Memorial Day (previously but now seldom called Decoration Day) is a federal holiday in the United States for remembering, honoring, and mourning the military personnel that had died while serving in the United States Armed Forces. The holiday is now observed on the last Monday of May, Memorial Day having been observed on May 30 from 1868 to 1970.
Many people visit cemeteries and memorials on Memorial Day to honor and mourn those who had died in military service. Many volunteers place an American flag on each grave in national cemeteries.
In April 1865, following Lincoln's assassination, commemorations were widespread. The more than 600,000 soldiers of both sides who died in the Civil War meant that burial and memorialization took on new cultural significance. Under the leadership of women during the war, an increasingly formal practice of decorating graves had taken shape. In 1865, the federal government also began creating the United States National Cemetery System for the Union war dead.
By the 1880s, ceremonies were becoming more consistent across geography as the GAR provided handbooks that presented specific procedures, poems, and Bible verses for local post commanders to utilize in planning the local event.
By the 20th century, various Union memorial traditions, celebrated on different days, merged, and Memorial Day eventually extended to honor all Americans who died while in the U.S. military service. Indiana from the 1860s to the 1920s saw numerous debates on how to expand the celebration.

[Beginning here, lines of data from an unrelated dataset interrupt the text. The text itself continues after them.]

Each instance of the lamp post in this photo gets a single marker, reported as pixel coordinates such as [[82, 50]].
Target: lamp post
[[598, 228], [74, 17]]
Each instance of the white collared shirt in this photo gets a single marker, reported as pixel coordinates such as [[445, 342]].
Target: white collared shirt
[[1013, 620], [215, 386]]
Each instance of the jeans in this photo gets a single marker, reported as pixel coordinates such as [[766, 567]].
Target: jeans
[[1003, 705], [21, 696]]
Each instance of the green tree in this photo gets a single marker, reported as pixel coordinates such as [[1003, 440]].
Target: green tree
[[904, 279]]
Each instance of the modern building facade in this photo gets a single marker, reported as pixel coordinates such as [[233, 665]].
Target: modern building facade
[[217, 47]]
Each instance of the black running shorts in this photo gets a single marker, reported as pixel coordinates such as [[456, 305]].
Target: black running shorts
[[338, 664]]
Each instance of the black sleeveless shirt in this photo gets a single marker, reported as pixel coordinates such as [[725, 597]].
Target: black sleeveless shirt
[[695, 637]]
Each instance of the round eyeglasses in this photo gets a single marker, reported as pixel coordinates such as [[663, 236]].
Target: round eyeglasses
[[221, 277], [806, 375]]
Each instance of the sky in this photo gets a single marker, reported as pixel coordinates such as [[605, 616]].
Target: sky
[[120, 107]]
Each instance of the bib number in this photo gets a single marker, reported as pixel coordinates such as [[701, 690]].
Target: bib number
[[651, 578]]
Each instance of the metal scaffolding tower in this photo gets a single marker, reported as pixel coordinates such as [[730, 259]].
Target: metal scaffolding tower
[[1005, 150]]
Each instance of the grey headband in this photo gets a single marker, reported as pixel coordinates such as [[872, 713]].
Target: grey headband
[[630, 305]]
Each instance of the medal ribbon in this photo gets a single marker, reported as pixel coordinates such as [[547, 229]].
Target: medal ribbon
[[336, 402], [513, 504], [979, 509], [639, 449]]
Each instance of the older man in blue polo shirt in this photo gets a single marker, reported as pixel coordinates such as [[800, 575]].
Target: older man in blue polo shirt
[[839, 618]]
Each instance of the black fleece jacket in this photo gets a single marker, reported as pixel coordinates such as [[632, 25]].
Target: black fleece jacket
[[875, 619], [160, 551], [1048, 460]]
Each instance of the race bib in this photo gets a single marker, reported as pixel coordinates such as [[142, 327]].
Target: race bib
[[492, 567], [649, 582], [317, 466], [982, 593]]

The name "Memorial Day", which was first attested in 1882, gradually became more common than "Decoration Day" after World War II but was not declared the official name by federal law until 1967. On June 28, 1968, Congress passed the Uniform Monday Holiday Act, which moved four holidays, including Memorial Day, from their traditional dates to a specified Monday in order to create a convenient three-day weekend. The change moved Memorial Day from its traditional May 30 date to the last Monday in May. The law took effect at the federal level in 1971. After some initial confusion and unwillingness to comply, all 50 states adopted Congress's change of date within a few years.